Mieux étudier l’influence du système immunitaire
La troisième étude, réalisée dans le cadre d’un projet Européen coordonné par Nicolas Venteclef (INEM) et baptisée Intercept-T2D, est plus novatrice dans ses conclusions. Elle établit un lien entre certains profils « pro-inflammatoires » - c’est à dire présentant une activation du système immunitaire supérieure à la moyenne – et le risque de développer des complications, notamment cardiovasculaires. Si des études antérieures suggéraient déjà ce lien, nous avons montré plus précisément que certains patients avec un taux élevé de monocytes, un type particulier de globule blanc, étaient particulièrement à risque. précise Judith Abécassis. Cela ouvre la voie à une aide au diagnostic précoce de ce sous-groupe de patients. Les partenaires préparent maintenant une seconde étude dans laquelle ils proposeront un nouveau score de dépistage - un outil d'aide à la décision médicale agrégeant en une seule valeur les différents facteurs de risque. « Par rapport aux scores existants, celui-ci accordera plus d’importance aux marqueurs inflammatoires, qui sont par ailleurs des indicateurs facilement mesurables, via une simple prise de sang déjà réalisée en routine », précise Louis Pottier. L’objectif est de tester ce nouveau score sur la cohorte CODIA. S’il révèle de meilleures prédictions de complications, cela incitera les médecins à adapter leurs prescriptions de traitement : médicaments différents ou dosage différents, suivi cardiovasculaire rapproché…

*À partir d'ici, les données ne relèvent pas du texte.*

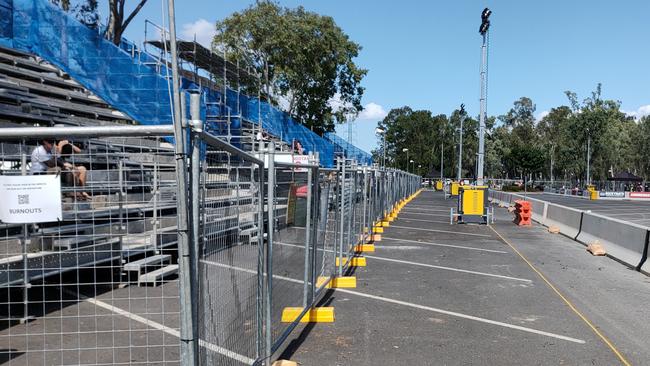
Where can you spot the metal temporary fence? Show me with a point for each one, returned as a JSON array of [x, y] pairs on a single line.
[[105, 285]]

Un projet majeur pour la diabétologie française
« Nous projetons aussi de pousser plus loin l’analyse des profils inflammatoires, en prenant en compte une plus grande diversité de marqueurs immunitaires, et en étudiant leurs impacts sur l’évolution de la maladie », ajoute Judith Abécassis. « Les travaux passés et à venir sur la cohorte CODIA constituent une avancée majeure pour la diabétologie et les autorités de santé, mais aussi pour les industriels qui développent de nouvelles molécules thérapeutiques et pourront faire évaluer leur efficacité sur des données issues de la vie réelle, en complément des études cliniques », conclut Florence Tubach.